3.   Onderdanen van deelnemende derde staten en van buurlanden mogen inschrijven bij aanbestedingen. Behoudens goedkeuring van de Commissie mag het hoofd van de missie technische regelingen sluiten met de lidstaten, deelnemende derde staten en andere internationale actoren over het leveren van uitrusting, diensten en lokalen aan EUPOL COPPS.

4.   EUPOL COPPS is verantwoordelijk voor de uitvoering van de begroting van de missie. Daartoe sluit EUPOL COPPS een contract met de Commissie.

5.   EUPOL COPPS is met ingang van 1 juli 2013 verantwoordelijk voor eventuele vorderingen en verplichtingen die uit de uitvoering van het mandaat voortvloeien, met uitzondering van eventuele vorderingen met betrekking tot grove schuld van het hoofd van de missie, waarvoor de verantwoordelijkheid op laatstgenoemde blijft rusten.

6.   De financiële regelingen moeten voldoen aan de operationele vereisten van EUPOL COPPS, met inbegrip van de verenigbaarheid van uitrusting en de interoperabiliteit van haar teams.
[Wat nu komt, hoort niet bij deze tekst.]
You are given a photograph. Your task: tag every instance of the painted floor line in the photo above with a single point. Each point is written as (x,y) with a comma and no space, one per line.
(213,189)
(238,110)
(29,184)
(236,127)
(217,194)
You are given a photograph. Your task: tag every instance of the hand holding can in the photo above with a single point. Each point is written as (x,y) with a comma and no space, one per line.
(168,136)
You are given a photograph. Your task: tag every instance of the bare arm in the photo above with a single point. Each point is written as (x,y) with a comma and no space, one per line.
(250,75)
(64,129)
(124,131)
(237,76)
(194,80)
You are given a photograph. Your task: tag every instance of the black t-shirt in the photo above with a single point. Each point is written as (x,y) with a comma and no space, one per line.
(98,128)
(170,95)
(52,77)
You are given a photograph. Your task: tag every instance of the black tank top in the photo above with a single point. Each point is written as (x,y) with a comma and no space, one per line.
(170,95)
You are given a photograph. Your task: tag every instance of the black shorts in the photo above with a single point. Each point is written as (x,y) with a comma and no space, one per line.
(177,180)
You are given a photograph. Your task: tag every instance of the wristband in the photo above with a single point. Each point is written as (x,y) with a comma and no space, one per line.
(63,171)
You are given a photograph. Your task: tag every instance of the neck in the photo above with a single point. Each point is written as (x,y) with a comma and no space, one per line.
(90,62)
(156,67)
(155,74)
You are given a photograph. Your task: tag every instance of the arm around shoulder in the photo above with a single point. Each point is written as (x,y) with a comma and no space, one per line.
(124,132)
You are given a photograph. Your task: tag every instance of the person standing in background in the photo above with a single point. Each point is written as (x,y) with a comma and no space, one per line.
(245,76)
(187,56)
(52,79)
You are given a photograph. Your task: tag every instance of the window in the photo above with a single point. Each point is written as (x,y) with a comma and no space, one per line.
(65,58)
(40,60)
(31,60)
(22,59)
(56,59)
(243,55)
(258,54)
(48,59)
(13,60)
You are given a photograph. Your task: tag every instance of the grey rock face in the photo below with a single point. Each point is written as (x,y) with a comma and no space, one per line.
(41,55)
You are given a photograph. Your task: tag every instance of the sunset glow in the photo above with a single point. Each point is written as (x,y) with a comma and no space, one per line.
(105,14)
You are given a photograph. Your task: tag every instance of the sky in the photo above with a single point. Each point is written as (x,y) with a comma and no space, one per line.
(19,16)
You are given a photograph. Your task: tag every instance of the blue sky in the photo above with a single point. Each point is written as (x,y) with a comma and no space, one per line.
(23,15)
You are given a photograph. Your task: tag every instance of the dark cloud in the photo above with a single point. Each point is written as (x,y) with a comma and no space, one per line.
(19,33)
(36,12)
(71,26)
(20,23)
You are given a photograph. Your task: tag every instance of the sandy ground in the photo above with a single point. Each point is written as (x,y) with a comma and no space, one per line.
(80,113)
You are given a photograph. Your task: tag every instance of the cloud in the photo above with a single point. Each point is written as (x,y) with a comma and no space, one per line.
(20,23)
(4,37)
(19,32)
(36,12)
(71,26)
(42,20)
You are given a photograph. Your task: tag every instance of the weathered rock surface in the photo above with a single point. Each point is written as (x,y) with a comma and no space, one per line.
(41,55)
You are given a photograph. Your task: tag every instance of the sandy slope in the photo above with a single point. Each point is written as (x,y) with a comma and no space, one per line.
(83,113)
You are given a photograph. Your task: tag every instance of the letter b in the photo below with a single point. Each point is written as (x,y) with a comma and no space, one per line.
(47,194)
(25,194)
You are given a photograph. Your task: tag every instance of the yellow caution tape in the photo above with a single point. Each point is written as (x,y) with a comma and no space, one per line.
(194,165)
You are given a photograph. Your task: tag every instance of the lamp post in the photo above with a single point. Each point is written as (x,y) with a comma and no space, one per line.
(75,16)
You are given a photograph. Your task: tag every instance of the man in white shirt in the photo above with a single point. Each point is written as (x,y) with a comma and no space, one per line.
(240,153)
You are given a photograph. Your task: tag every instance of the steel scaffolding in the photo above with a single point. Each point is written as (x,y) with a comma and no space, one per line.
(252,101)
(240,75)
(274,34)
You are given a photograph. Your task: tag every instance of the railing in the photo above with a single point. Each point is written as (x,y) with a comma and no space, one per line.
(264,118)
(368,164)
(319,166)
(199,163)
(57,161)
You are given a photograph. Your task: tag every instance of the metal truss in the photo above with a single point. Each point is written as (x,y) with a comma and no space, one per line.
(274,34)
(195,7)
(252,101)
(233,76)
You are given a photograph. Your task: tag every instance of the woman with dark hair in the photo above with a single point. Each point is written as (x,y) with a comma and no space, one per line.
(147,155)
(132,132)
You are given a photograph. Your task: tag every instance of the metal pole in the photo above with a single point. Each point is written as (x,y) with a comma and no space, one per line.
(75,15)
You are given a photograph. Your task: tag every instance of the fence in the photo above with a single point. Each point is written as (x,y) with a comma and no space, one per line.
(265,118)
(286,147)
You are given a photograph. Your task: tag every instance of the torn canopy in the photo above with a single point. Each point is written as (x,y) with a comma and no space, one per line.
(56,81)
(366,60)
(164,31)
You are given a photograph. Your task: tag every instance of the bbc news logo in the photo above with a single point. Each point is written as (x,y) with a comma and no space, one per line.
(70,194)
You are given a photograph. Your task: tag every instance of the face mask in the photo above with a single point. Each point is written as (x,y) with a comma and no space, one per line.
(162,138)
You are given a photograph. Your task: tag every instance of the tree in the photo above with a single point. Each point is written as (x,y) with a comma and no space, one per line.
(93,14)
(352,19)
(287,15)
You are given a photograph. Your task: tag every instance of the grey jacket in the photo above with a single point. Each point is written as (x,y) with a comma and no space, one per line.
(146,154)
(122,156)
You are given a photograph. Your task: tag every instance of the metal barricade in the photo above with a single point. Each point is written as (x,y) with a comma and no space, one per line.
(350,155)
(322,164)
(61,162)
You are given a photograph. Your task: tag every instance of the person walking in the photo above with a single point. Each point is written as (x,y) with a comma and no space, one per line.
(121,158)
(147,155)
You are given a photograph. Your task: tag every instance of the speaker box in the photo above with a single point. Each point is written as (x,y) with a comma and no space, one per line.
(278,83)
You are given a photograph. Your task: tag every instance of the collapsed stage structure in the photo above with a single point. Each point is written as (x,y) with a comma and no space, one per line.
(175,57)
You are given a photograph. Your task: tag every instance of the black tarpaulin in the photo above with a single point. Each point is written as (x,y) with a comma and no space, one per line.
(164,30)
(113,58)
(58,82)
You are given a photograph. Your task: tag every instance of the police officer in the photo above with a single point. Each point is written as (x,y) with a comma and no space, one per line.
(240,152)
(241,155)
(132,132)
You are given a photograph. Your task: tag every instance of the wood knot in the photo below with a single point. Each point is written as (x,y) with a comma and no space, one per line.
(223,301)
7.   Uitgaven komen voor financiering in aanmerking vanaf de datum waarop dit besluit in werking treedt.

Artikel 13

Vrijgeven van informatie

1.   De HV is gemachtigd om, naargelang van de behoeften van de missie en met inachtneming van Besluit 2011/292/EU, ten behoeve van de missie gegenereerde gerubriceerde informatie en documenten van de EU tot op het niveau "'RESTREINT UE" vrij te geven aan de bij dit besluit betrokken derde staten.

2.   Indien er sprake is van een concrete, onmiddellijke operationele behoefte, is de HV voorts gemachtigd om, met inachtneming van Besluit 2011/292/EU, ten behoeve van de missie gegenereerde gerubriceerde informatie en documenten van de EU tot op het niveau "RESTREINT UE" vrij te geven aan de plaatselijke autoriteiten. Daartoe worden regelingen tussen de HV en de bevoegde plaatselijke autoriteiten opgesteld.
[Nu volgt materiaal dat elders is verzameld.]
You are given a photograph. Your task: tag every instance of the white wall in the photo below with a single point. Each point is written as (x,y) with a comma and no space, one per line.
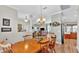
(13,36)
(57,29)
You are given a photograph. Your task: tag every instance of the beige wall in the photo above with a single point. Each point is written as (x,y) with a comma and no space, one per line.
(13,36)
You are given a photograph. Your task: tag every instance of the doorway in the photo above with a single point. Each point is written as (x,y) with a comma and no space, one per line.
(70,36)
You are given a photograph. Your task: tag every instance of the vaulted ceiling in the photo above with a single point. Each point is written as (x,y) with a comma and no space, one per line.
(68,12)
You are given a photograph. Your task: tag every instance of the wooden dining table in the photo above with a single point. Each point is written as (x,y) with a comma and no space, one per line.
(26,46)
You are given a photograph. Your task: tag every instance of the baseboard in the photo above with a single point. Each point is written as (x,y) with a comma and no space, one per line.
(77,49)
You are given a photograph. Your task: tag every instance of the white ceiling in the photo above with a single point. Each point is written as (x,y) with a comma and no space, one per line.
(47,10)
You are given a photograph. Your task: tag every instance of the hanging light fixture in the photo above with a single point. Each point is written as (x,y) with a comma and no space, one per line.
(41,19)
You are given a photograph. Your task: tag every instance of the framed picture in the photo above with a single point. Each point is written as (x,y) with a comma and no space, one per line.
(6,29)
(6,22)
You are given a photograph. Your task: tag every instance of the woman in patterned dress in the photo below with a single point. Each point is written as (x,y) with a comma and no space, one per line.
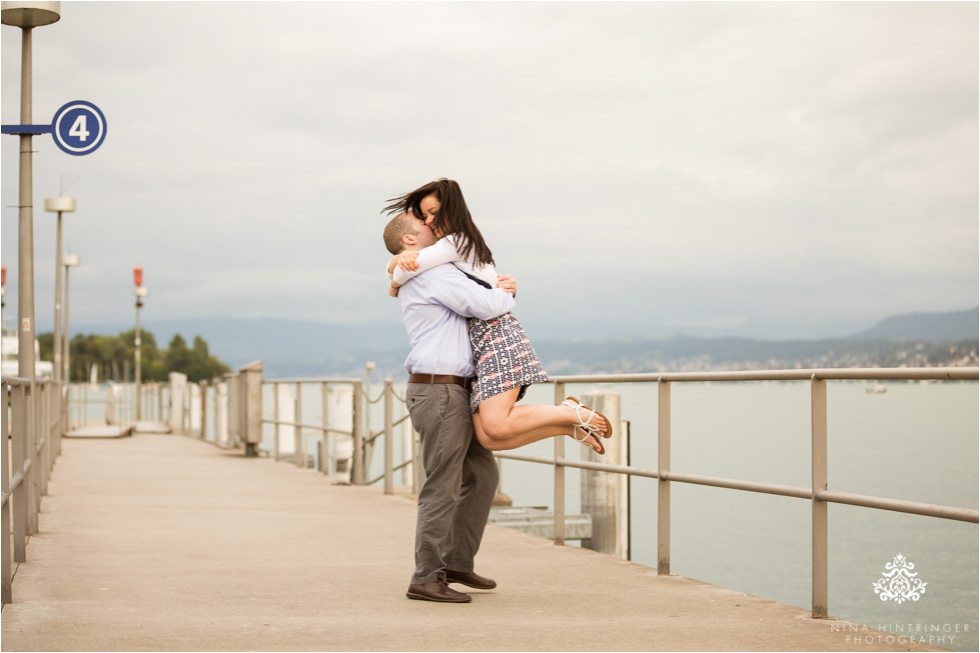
(505,360)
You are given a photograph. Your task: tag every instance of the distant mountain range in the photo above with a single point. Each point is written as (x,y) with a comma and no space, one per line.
(293,348)
(926,327)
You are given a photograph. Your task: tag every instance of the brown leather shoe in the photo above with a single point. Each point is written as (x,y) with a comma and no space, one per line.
(437,590)
(470,579)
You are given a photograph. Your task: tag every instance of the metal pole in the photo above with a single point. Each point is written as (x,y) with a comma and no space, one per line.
(25,247)
(663,484)
(357,461)
(298,433)
(67,344)
(559,475)
(139,357)
(326,456)
(275,417)
(389,437)
(57,310)
(818,408)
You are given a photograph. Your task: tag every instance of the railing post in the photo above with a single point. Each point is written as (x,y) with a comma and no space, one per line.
(663,482)
(298,433)
(559,476)
(275,417)
(44,456)
(818,443)
(204,409)
(389,437)
(357,459)
(5,593)
(325,452)
(251,376)
(34,481)
(21,495)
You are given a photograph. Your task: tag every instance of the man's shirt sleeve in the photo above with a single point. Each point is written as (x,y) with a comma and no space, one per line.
(446,285)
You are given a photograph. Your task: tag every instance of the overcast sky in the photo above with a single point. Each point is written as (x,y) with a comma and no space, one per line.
(773,168)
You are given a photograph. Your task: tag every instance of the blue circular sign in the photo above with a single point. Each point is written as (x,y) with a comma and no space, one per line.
(78,128)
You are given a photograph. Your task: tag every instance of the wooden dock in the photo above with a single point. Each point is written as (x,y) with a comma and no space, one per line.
(163,542)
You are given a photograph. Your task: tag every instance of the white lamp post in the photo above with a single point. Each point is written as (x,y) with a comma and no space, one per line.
(58,205)
(27,16)
(140,293)
(69,261)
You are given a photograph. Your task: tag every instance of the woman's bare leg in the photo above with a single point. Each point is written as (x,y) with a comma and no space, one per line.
(501,425)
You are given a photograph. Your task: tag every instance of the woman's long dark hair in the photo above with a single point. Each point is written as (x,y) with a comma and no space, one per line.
(452,218)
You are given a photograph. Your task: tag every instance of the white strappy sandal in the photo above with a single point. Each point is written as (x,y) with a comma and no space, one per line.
(585,425)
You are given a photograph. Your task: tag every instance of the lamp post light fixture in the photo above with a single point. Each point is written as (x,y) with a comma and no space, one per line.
(69,261)
(140,293)
(58,205)
(26,16)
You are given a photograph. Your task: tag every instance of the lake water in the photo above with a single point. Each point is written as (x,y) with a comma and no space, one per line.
(917,442)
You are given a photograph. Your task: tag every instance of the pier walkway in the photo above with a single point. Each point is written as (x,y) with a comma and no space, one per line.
(163,542)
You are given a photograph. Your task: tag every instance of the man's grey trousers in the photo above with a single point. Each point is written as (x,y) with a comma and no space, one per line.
(461,481)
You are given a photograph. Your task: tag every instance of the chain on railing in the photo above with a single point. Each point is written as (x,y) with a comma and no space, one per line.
(363,442)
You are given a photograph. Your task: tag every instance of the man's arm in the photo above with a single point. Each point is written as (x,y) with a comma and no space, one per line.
(448,286)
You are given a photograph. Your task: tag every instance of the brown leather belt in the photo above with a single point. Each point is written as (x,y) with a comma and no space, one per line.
(441,378)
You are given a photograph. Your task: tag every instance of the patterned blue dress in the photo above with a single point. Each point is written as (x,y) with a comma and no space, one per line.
(504,358)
3.   De HV is gemachtigd niet-gerubriceerde documenten van de EU betreffende de beraadslagingen van de Raad over EUPOL COPPS die onder de geheimhoudingsplicht van artikel 6, lid 1, van het reglement van orde van de Raad (4) vallen, vrij te geven aan de bij dit besluit betrokken derde staten en aan de plaatselijke autoriteiten.
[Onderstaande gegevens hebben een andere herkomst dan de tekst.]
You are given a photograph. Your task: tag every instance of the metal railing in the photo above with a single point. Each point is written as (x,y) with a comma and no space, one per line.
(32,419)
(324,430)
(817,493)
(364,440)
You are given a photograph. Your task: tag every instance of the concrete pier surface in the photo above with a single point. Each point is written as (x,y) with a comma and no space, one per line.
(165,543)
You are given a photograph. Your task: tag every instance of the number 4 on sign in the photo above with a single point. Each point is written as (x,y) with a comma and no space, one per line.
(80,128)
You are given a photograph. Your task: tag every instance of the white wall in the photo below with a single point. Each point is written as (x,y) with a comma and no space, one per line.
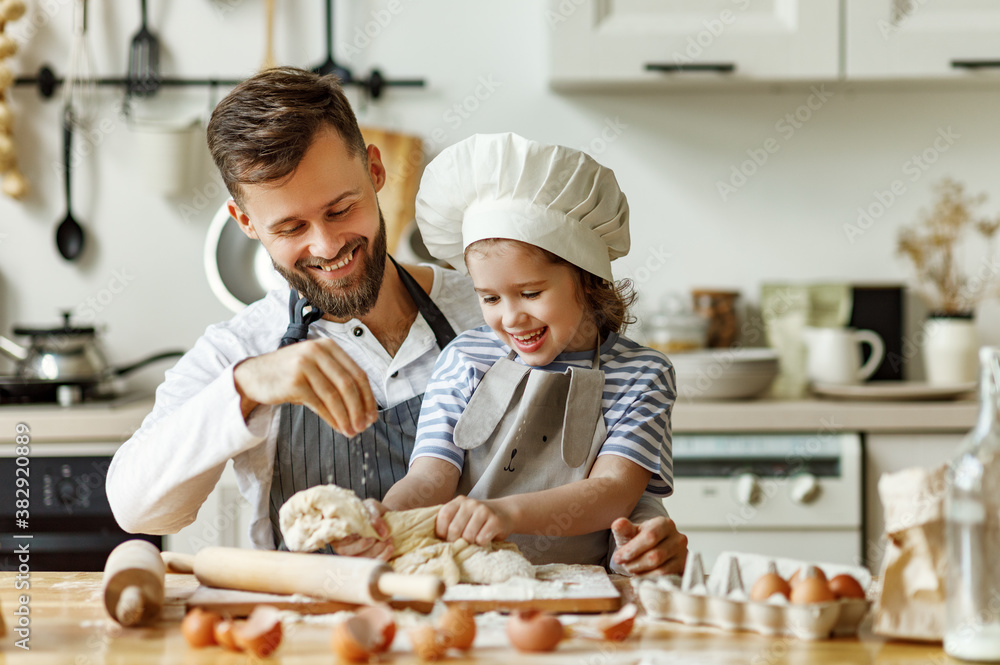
(672,148)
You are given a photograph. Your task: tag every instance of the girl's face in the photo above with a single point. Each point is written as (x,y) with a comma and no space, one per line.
(534,306)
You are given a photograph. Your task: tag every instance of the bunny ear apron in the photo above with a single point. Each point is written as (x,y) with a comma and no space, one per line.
(526,430)
(309,452)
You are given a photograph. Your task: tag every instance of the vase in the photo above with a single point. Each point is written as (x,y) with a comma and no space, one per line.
(951,348)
4.   De HV kan de in de leden 1, 2 en 3 bedoelde bevoegdheden, alsmede de bevoegdheid om de in lid 2 bedoelde regelingen te sluiten, delegeren aan personen die onder haar gezag staan, aan de civiele operationele commandant en/of aan het hoofd van de missie.

Artikel 14

Wachtdienst

De wachtdienst wordt in werking gesteld voor EUPOL COPPS.

Artikel 15

Inwerkingtreding

Dit besluit treedt in werking op de dag waarop het wordt vastgesteld.

Het is van toepassing met ingang van 1 juli 2013.

Het verstrijkt op 30 juni 2014.

Gedaan te Brussel, 3 juli 2013.

Voor de Raad

De voorzitter

L. LINKEVIČIUS


(1)  PB L 300 van 17.11.2005, blz. 65.

(2)  PB L 335 van 18.12.2010, blz. 60.

(3)  PB L 141 van 27.5.2011, blz. 17.

(4)  Besluit 2009/937/EU van de Raad van 1 december 2009 houdende vaststelling van zijn reglement van orde (PB L 325 van 11.12.2009, blz. 35).